In 2025, many at CERAWeek pointed to Africa as the next major source of growth in demand for energy molecules, driven by economic and population growth. Today, China is aggressively expanding renewable energy exports to the continent, including announcing zero-tariff access for all but one African nation. Evidence of large-scale solar deployment is already emerging, alongside the development of regional power interconnection systems in Africa and ASEAN. These systems enable greater deployment for renewables and a more diversified and resilient electricity mix in a way that the balkanized electricity grids of the United States and Canada struggle to replicate.
This crisis will only accelerate the global shift toward electrification. Many countries are reluctant to deepen their dependence on hydrocarbon supply chains that have repeatedly proven unreliable. A recent study by the think tank Ember illustrates how India is pursuing an “electrotech fast-track,” allowing it to bypass the fossil-fuel-dependent development path taken by the West—and, to some extent, China. This experience is likely to shape alternative energy development pathways for other countries as well.

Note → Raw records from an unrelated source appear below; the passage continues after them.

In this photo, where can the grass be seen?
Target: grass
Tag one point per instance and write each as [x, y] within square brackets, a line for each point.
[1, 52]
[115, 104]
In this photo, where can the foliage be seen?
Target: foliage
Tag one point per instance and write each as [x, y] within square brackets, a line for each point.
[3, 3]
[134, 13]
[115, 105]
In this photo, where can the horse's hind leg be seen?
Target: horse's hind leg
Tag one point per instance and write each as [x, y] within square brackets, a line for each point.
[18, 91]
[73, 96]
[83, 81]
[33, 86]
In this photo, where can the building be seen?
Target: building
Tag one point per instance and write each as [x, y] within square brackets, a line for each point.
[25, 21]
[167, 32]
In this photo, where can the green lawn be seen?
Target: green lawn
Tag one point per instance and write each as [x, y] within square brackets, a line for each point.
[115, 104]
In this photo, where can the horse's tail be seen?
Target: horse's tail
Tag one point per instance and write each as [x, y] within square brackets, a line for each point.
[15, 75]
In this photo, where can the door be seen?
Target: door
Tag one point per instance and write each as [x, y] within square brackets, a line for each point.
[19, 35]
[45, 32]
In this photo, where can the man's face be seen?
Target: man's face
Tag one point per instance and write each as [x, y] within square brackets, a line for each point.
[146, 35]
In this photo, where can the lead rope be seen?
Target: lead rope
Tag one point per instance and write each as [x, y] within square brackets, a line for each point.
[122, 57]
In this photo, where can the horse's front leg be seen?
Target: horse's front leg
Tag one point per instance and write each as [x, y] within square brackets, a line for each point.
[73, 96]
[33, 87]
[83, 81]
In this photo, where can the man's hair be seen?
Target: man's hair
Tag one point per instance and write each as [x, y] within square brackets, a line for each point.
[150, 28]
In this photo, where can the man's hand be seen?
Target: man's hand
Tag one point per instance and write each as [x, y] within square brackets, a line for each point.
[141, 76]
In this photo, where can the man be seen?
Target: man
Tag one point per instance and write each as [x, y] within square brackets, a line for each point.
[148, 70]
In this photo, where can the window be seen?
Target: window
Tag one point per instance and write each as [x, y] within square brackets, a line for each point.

For Canada, all of this raises fundamental questions about how we define and pursue our ambition to be an energy superpower. Conventional energy is in high demand today, but it will not remain so indefinitely. The more important question is how Canada positions itself for success in a bipolar global economy and energy system—leveraging its legacy strength in energy molecules while preparing for a future that will increasingly be defined by electrons.